On Monday October 5 the OECD will release the “final package of measures for a co-ordinated international approach to reform the international tax system.” These BEPS recommendations (standing for Base Erosion and Profit Shifting) are intended to address “gaps and mismatches in existing rules which allow corporate profits to ‘’disappear’’ or shift to low/no-tax locations, where no real value creation takes place.” In other words, the goal is to make sure that multinationals pay their fair share of taxes globally. This is a laudable objective.
But BEPS also exposes the huge difference between the U.S. corporate tax rate, and that of many of our rivals. According to KPMG, the posted U.S. corporate tax rate, including both federal and state, stands at about 40%. By comparison, the average corporate tax rate in the European Union is about 22%. That includes Ireland (12.5%), United Kingdom (20%) and Germany (roughly 30%). To put this in perspective, a company earning an extra $1 billion in profits in the United States would pay roughly $400 million in corporate taxes, versus only $200 million in taxes if the profits were booked in the United Kingdom. That difference of $200 million could fund thousands of jobs.

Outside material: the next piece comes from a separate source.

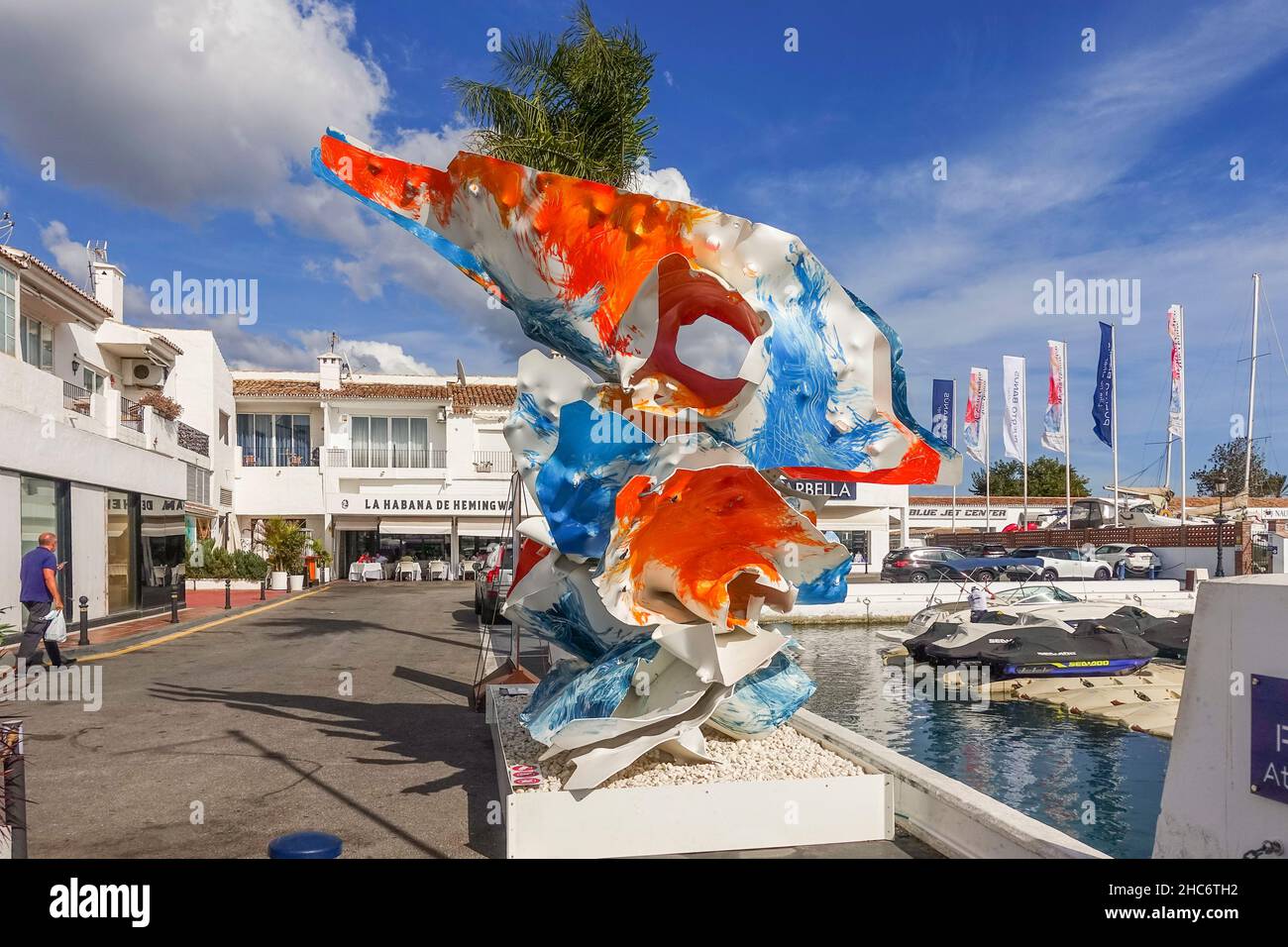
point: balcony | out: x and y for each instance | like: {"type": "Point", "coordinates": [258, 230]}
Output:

Before BEPS, many U.S.-based multinationals were able to legally reduce their U.S. tax bills by shifting income to other countries with lower rates. They used a variety of tax strategies. The result for the companies: Lower effective taxes. The result for the United States: Higher competitiveness, since multinationals could avoid the full brunt of the excessively high U.S. corporate income tax rate.
Post BEPS, many of these tax avoidance strategies will no longer be possible. The basic principle behind BEPS is that companies should pay corporate taxes in the countries where value is created. In practice, that will often mean they pay taxes where their workers are located.
Many multinationals are likely to pay more taxes somewhere. But the bad news is that it will become crystal clear in financial statements that companies doing R&D in Silicon Valley, says, or producing advanced machinery in the Midwest, will effectively suffer a corporate tax penalty of 10-20% compared to operating in low-tax countries such as the UK. Investors will increasingly put pressure on multinationals to move more of their operations and jobs out of the US to places with lower tax rates.
Almost certainly, BEPS will make the United States less competitive globally, because the high US corporate tax rate will bite harder. The United States will lose jobs, including the sort of high-paying creative jobs that create economic value. (See my previous report “The BEPS Effect: New International Tax Rules Could Kill US Jobs”).
The best solution is for Congress to reform the corporate tax system by lowering rates and closing loopholes, preferably as soon as possible. While these BEPS reports are officially just recommendations, in practice many parts of them are already being adopted by individual countries. Moreover, the philosophy of BEPS–tax companies where they create value–is already seeping into the reasoning of tax authorities around the world.
BEPS is going to blow away the fog that has previously obscured the global corporate tax system. American legislators are going to find out much to their surprise, that there are consequences for imposing a big tax penalty on companies that operate in the US.